Beverly - Aug 25, 2008 12:12:49 pm PDT #5288 of 10003
Days shrink and grow cold, sunlight through leaves is my song. Winter is long.

We were at a party, he came up behind me, slung an arm around my neck and his mouth right up to my ear and growled, "Marry me, gorgeous."

Thinking he was just feeling really good, I grinned back. "Sure!"

He held me to it.


Trudy Booth - Aug 25, 2008 12:15:05 pm PDT #5289 of 10003
Greece's financial crisis threatens to take down all of Western civilization - a civilization they themselves founded. A rather tragic irony - which is something they also invented. - Jon Stewart

My Sister and her husband dated for sixteen years before they got engaged. And then they didn't tell anyone for a month. That was nice, they had some time to just enjoy it before everyone went all wiggy.

Then on Christmas Eve he gave her a ring. They came over to Mom's and nobody noticed it.

Dude! She had us TRAINED! We had stopped asking!


Sheryl - Aug 25, 2008 12:17:39 pm PDT #5290 of 10003
Fandom means never having to say "But where would I wear that?"

Timelies all!

Happy Birthday Barb!

Happy Anniversary Jess and Fone Bone!

G proposed to me at the CN Tower. He started by saying "Since we're as close to the top of the world as we can get, I have something for you." and pulled out the ring box. I said yes before the box was opened.


Theodosia - Aug 25, 2008 12:18:43 pm PDT #5291 of 10003
'we all walk this earth feeling we are frauds. The trick is to be grateful and hope the caper doesn't end any time soon"

But it'd be kind of hard for him to do it during the proposal. I'm not sure if he should stomp on the tiny house before or after the proposal....

Clearly, you save the animatronic-Rex-house-stomping for the actual wedding, under the chuppah.


Kathy A - Aug 25, 2008 12:19:56 pm PDT #5292 of 10003
We're very stretchy. - Connie Neil

She also created Big Drama at my wedding as well, by showing up in a white lace dress.
Are you kidding me?!? What possessed her to pull that kind of stunt?


amych - Aug 25, 2008 12:22:47 pm PDT #5293 of 10003
Now let us crush something soft and watch it fountain blood.
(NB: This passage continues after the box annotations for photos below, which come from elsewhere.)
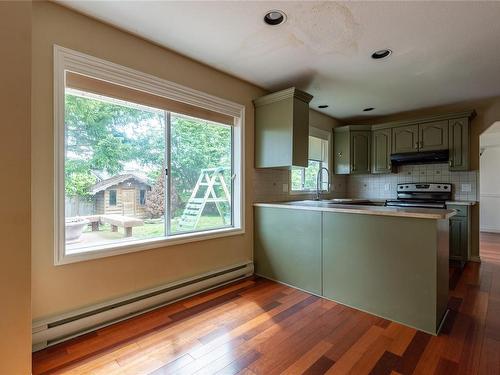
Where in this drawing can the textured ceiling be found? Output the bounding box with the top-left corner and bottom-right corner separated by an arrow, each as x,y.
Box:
59,0 -> 500,119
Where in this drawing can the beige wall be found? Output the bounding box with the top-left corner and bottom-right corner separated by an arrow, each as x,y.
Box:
346,97 -> 500,257
0,2 -> 31,375
31,2 -> 264,319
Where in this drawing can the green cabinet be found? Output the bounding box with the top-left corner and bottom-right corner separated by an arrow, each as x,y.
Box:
351,130 -> 371,174
333,126 -> 371,174
392,120 -> 448,154
372,128 -> 392,173
254,87 -> 312,168
392,125 -> 418,154
448,117 -> 470,171
254,204 -> 448,334
447,205 -> 471,262
418,120 -> 448,151
254,207 -> 322,294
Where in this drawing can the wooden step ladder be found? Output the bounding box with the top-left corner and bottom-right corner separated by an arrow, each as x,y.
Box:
177,168 -> 231,232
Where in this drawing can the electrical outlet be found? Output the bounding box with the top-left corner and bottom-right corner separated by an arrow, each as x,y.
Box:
460,184 -> 472,193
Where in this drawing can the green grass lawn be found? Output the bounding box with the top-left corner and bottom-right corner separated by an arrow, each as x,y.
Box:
85,216 -> 229,240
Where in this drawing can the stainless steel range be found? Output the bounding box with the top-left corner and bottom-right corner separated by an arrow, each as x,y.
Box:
385,183 -> 452,208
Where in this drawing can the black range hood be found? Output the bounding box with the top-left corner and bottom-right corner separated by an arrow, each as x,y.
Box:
391,150 -> 450,166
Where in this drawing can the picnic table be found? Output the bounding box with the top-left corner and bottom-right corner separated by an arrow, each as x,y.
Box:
100,214 -> 144,237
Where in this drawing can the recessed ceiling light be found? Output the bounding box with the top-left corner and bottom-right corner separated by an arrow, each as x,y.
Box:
264,9 -> 286,26
372,49 -> 392,60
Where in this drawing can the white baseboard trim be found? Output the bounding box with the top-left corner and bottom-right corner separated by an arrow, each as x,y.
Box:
32,262 -> 254,351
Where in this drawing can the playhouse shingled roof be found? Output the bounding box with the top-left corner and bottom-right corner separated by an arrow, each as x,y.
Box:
90,172 -> 151,195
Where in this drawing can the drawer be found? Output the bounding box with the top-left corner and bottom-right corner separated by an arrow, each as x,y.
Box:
446,204 -> 469,217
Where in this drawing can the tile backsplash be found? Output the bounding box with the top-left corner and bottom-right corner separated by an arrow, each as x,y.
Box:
253,168 -> 347,202
347,164 -> 479,201
253,164 -> 479,202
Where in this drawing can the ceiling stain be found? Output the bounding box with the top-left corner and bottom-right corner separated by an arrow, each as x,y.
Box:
290,1 -> 361,56
238,1 -> 361,58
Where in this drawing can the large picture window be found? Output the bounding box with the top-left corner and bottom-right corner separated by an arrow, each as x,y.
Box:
56,46 -> 242,263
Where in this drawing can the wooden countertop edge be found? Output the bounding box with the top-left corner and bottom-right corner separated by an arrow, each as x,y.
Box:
446,201 -> 477,206
253,203 -> 456,220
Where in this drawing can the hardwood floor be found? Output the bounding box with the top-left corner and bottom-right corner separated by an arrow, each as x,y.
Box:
33,238 -> 500,375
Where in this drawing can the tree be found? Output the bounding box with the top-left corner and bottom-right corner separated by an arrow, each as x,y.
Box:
146,174 -> 165,219
65,94 -> 164,197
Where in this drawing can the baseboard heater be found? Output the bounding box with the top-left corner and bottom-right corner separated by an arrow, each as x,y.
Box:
32,262 -> 254,351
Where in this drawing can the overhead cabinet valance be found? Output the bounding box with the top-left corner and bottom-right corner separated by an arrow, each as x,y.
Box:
66,71 -> 234,125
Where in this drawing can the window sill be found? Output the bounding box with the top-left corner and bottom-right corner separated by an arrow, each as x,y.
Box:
289,189 -> 330,195
54,228 -> 245,266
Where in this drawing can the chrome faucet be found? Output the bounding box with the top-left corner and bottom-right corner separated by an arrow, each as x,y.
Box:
316,167 -> 330,201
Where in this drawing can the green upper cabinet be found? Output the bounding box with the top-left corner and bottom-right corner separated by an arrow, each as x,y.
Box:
448,117 -> 470,171
351,130 -> 371,174
333,126 -> 371,174
254,87 -> 312,168
418,120 -> 448,151
392,125 -> 418,154
372,128 -> 392,173
333,127 -> 351,174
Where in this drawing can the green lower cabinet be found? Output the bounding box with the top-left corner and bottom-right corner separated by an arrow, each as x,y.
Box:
323,212 -> 448,334
254,207 -> 321,295
447,205 -> 471,262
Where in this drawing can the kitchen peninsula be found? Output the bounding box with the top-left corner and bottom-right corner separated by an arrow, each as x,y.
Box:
254,201 -> 455,334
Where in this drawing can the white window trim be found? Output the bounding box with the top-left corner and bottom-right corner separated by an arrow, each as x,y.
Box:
54,45 -> 245,266
288,126 -> 332,195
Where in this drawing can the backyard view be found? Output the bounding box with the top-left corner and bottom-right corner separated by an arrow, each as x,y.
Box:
65,80 -> 232,253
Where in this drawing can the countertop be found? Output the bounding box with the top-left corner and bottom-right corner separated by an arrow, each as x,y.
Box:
254,200 -> 456,220
446,201 -> 477,206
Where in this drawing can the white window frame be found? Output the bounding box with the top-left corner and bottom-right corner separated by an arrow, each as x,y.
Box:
289,126 -> 332,195
54,45 -> 245,266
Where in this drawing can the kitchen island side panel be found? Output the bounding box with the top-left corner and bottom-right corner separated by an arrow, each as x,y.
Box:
254,207 -> 322,295
323,212 -> 448,334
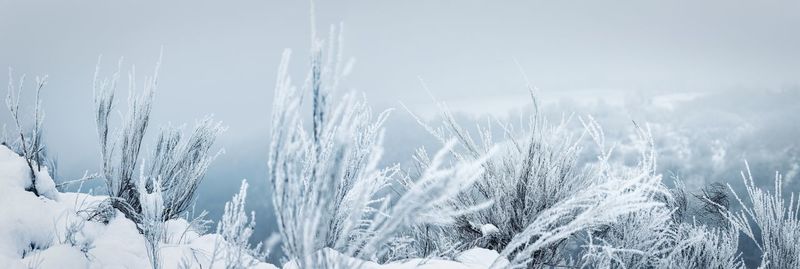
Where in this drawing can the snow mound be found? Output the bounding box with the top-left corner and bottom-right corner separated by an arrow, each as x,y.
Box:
0,146 -> 508,269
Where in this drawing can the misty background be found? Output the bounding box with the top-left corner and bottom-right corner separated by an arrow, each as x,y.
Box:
0,0 -> 800,262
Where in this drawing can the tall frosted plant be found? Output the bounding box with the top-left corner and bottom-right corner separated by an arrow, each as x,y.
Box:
406,87 -> 663,268
268,27 -> 490,268
3,69 -> 50,198
726,162 -> 800,268
93,57 -> 224,224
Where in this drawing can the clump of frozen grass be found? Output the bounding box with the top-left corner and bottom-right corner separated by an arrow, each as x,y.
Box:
726,162 -> 800,268
400,84 -> 664,267
136,165 -> 164,269
268,24 -> 483,268
209,180 -> 271,269
3,69 -> 54,198
93,55 -> 224,224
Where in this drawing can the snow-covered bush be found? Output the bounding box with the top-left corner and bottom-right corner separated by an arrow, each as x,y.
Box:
726,162 -> 800,268
2,69 -> 53,198
211,180 -> 271,269
406,90 -> 665,267
268,28 -> 490,268
93,56 -> 224,224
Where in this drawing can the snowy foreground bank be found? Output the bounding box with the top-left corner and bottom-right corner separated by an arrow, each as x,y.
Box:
0,146 -> 507,269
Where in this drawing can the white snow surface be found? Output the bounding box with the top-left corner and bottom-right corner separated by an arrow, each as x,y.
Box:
0,146 -> 508,269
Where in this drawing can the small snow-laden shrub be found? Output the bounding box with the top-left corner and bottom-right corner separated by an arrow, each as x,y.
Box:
404,88 -> 664,267
268,27 -> 494,268
578,126 -> 743,268
725,162 -> 800,268
2,69 -> 57,199
93,57 -> 224,224
209,180 -> 271,269
579,196 -> 744,268
136,165 -> 164,269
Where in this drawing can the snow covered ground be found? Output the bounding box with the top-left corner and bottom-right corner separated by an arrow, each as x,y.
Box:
0,146 -> 508,269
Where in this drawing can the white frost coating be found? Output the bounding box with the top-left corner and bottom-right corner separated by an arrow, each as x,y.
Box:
0,147 -> 276,269
481,224 -> 500,236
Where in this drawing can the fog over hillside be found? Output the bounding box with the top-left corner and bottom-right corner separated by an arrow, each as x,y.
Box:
0,0 -> 800,268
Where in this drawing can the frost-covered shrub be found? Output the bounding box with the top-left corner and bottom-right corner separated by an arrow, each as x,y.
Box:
268,25 -> 490,268
406,94 -> 665,267
2,69 -> 54,198
211,180 -> 268,269
726,162 -> 800,268
93,56 -> 224,224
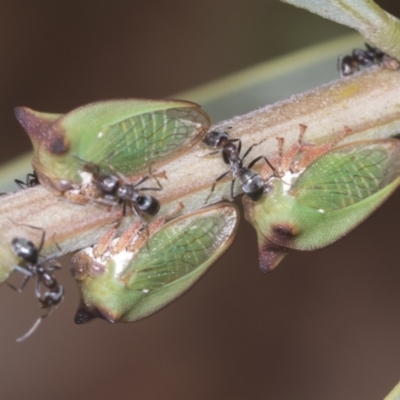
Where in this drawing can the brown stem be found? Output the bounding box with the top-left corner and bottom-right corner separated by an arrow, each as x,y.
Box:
0,68 -> 400,282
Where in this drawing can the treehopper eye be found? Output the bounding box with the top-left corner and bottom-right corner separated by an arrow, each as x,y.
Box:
71,203 -> 239,323
15,99 -> 210,191
243,139 -> 400,272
That is a girlish thing to want to do, yes?

Theo wins.


Trudy Booth - Aug 25, 2008 12:23:07 pm PDT #5294 of 10003
Greece's financial crisis threatens to take down all of Western civilization - a civilization they themselves founded. A rather tragic irony - which is something they also invented. - Jon Stewart

Of course, I shall never wed seeing as Ray Toro has gone and married his actual fiance to whom he has been actually engaged for some time.

The nerve.

::mutter Toro would have gotten the banner plane mutter::


Barb - Aug 25, 2008 12:24:20 pm PDT #5295 of 10003
“Not dead yet!”

What possessed her to pull that kind of stunt?

The fact that she's completely cracked. Also insanely jealous-- they eloped and didn't tell anyone because she was knocked up, so they never did the wedding thing and it made her nuts that we did.